CAPE CANAVERAL, Fla. – NASA discovered a fuel-line crack in its newest space shuttle Wednesday, the same potentially dangerous problem affecting the rest of the fleet.
The small crack was found in the metal liner of a hydrogen-fuel line inside Endeavour, which returned from orbit just last month. Similar cracks have been found in the same parts on the three other shuttles, Atlantis, Discovery and Columbia.
Engineers are still inspecting Endeavour, which first flew in 1992, and more cracks are anticipated.
"We've got it on the other three, so we're not necessarily surprised to see that Endeavour has cracks, too," said NASA spokesman Bruce Buckingham.
Buckingham said there is no way to know, with certainty, when or how the cracks occurred. "But I think a reasonable person can assume we've been flying with these cracks," he added.

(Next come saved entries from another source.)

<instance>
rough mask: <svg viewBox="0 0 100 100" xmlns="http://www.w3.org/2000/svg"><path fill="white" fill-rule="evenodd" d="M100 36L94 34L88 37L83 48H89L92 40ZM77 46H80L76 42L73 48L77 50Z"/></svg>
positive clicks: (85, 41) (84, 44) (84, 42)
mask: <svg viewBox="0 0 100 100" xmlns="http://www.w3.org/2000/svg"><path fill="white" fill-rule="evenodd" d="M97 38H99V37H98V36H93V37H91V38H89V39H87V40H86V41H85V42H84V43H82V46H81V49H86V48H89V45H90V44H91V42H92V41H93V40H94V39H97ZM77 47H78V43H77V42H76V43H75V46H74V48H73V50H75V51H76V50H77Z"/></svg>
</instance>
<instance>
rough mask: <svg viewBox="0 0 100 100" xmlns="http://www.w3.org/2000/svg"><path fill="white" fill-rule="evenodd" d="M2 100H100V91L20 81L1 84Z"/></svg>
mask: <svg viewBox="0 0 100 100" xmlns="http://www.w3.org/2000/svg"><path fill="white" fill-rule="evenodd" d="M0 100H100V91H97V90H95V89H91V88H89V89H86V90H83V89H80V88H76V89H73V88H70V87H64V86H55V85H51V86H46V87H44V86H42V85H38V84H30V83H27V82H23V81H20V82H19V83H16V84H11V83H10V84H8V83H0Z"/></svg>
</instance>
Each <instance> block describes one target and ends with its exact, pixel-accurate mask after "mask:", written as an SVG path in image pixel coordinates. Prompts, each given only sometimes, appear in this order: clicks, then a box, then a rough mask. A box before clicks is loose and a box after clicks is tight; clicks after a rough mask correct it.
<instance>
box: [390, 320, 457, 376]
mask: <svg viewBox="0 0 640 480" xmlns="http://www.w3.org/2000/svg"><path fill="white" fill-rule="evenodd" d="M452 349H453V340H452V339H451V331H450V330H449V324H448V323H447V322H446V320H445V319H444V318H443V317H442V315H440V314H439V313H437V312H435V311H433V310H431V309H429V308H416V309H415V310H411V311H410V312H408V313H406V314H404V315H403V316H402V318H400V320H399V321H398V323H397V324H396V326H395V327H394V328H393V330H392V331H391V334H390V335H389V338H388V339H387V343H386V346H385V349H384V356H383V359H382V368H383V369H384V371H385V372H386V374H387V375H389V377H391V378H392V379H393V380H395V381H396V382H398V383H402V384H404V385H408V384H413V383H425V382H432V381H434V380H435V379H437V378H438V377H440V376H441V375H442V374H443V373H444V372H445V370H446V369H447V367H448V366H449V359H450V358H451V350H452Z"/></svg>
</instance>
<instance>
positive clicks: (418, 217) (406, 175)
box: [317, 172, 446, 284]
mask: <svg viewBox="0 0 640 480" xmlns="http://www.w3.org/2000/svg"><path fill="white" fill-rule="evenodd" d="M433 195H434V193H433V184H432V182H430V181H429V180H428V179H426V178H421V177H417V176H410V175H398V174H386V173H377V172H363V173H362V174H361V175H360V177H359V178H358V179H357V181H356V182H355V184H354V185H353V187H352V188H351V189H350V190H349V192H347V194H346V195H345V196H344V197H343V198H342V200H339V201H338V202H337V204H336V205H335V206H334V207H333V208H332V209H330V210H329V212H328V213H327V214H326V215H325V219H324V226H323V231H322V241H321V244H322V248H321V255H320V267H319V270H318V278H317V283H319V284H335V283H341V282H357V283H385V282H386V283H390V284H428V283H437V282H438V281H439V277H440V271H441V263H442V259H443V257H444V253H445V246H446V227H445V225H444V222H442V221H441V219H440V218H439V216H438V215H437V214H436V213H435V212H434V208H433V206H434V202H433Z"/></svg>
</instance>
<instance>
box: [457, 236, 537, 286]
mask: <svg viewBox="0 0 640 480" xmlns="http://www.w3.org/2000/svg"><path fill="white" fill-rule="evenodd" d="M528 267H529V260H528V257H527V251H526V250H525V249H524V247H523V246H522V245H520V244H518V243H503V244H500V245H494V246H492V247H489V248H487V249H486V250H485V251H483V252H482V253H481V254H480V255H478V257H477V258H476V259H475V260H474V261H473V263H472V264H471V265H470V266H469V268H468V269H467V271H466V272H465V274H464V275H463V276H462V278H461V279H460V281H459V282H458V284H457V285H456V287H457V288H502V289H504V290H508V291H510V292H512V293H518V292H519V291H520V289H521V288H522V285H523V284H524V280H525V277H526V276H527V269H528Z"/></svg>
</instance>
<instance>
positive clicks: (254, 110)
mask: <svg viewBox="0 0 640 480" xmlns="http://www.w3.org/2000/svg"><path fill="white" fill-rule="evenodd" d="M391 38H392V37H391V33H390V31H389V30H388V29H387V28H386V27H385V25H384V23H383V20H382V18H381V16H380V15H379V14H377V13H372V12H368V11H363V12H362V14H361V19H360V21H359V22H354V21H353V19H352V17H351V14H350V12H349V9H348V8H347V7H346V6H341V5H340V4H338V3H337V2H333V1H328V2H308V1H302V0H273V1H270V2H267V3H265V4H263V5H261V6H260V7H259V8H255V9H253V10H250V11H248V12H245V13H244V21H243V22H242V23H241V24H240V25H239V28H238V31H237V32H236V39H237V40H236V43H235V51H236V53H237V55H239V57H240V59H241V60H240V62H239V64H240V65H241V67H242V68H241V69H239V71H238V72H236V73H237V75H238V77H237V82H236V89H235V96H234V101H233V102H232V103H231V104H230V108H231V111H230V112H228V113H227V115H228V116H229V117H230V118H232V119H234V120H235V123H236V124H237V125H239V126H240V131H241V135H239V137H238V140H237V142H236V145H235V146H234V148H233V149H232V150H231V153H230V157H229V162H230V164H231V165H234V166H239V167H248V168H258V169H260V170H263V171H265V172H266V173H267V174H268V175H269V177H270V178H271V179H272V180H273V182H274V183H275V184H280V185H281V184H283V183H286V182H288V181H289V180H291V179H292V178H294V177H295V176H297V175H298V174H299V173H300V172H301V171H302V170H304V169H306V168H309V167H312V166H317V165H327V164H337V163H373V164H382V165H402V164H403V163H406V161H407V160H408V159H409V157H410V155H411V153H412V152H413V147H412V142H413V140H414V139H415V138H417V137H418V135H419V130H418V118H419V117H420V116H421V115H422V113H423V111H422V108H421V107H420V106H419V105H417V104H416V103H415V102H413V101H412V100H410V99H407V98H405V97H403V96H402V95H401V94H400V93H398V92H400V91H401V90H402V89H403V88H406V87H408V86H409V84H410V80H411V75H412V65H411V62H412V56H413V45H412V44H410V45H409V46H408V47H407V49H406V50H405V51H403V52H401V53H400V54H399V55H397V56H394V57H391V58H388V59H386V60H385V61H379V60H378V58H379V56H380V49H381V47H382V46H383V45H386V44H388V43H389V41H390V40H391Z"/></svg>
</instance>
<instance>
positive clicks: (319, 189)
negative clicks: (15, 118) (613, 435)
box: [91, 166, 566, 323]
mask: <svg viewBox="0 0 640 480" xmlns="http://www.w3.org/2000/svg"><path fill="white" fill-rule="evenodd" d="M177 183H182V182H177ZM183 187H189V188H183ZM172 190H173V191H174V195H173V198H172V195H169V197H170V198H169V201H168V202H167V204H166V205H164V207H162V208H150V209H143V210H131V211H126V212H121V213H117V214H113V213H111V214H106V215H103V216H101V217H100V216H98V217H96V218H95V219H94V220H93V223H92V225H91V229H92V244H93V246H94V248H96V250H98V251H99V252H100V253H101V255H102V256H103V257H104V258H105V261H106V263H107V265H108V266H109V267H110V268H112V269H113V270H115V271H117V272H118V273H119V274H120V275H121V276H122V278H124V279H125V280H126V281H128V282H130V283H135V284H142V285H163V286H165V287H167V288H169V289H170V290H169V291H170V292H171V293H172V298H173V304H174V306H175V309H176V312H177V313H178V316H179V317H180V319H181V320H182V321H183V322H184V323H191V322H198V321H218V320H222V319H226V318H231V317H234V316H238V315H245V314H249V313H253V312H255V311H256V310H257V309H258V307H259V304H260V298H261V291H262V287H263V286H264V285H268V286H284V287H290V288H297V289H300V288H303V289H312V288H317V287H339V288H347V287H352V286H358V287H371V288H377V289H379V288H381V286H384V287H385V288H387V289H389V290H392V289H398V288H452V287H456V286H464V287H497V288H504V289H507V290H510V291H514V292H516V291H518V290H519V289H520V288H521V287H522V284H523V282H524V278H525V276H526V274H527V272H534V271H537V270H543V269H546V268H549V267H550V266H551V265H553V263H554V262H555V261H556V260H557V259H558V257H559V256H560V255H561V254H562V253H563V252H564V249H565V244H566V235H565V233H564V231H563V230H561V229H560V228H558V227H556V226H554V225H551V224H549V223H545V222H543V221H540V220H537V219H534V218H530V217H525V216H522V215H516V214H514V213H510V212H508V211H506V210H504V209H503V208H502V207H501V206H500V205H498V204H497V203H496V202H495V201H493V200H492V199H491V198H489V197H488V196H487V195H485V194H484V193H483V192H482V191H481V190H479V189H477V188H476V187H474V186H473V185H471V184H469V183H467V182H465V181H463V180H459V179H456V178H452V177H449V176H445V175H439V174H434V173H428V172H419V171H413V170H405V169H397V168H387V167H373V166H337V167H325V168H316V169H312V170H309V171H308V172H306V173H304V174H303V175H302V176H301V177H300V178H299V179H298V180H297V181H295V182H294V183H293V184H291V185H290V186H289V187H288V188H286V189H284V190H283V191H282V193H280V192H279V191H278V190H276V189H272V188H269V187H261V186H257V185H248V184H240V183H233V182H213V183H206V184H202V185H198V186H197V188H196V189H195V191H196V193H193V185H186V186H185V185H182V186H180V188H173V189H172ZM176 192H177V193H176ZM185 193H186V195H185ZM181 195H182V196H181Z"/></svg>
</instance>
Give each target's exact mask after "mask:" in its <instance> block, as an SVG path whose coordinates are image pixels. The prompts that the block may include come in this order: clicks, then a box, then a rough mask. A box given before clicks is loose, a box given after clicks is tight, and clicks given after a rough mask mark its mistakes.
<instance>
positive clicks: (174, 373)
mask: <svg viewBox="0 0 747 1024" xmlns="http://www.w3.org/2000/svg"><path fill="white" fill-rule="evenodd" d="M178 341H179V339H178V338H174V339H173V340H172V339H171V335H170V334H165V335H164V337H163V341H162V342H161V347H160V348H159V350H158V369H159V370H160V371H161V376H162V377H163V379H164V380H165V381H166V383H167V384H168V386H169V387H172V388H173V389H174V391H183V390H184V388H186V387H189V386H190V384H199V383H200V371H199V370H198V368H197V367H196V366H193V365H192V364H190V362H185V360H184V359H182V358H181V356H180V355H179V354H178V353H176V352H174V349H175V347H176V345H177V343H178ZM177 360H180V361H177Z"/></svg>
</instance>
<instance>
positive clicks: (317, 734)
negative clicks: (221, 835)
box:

The problem was first detected three weeks ago on Atlantis. Inspections quickly turned up cracks on Discovery and then Columbia. The work on Endeavour had to wait until the shuttle returned from Edwards Air Force Base in California, where it landed June 19 following a space station visit.
Columbia's science research flight with the first Israeli astronaut, which had been scheduled for a July 19 liftoff, is on indefinite hold. The launch dates of all other shuttle flights this year are also in question.
The concern is not that the 12-inch-diameter fuel lines might leak, but that the cracks might grow and that metal chips might break off and end up in an engine. That could lead to an engine shutdown during launch, with possibly catastrophic results.
The cracks are up to three-tenths of an inch in length and are located in liners used to direct the flow of hydrogen fuel to the main engines.
Buckingham said NASA does not consider the shuttle fleet grounded — at least not yet. There is a possibility that engineers may conclude that the spaceships can fly safely with the cracks and that no repairs are needed, he said. But if the cracked liners need to be replaced, it could take months to manufacture new parts.
Seven engineering teams, involving workers around the country, are working practically nonstop to determine the severity of the problem and devise possible ways to fix it.
Despite the problem, NASA is still working toward a late August launch of Atlantis and an October launch of Endeavour. Both are space station missions.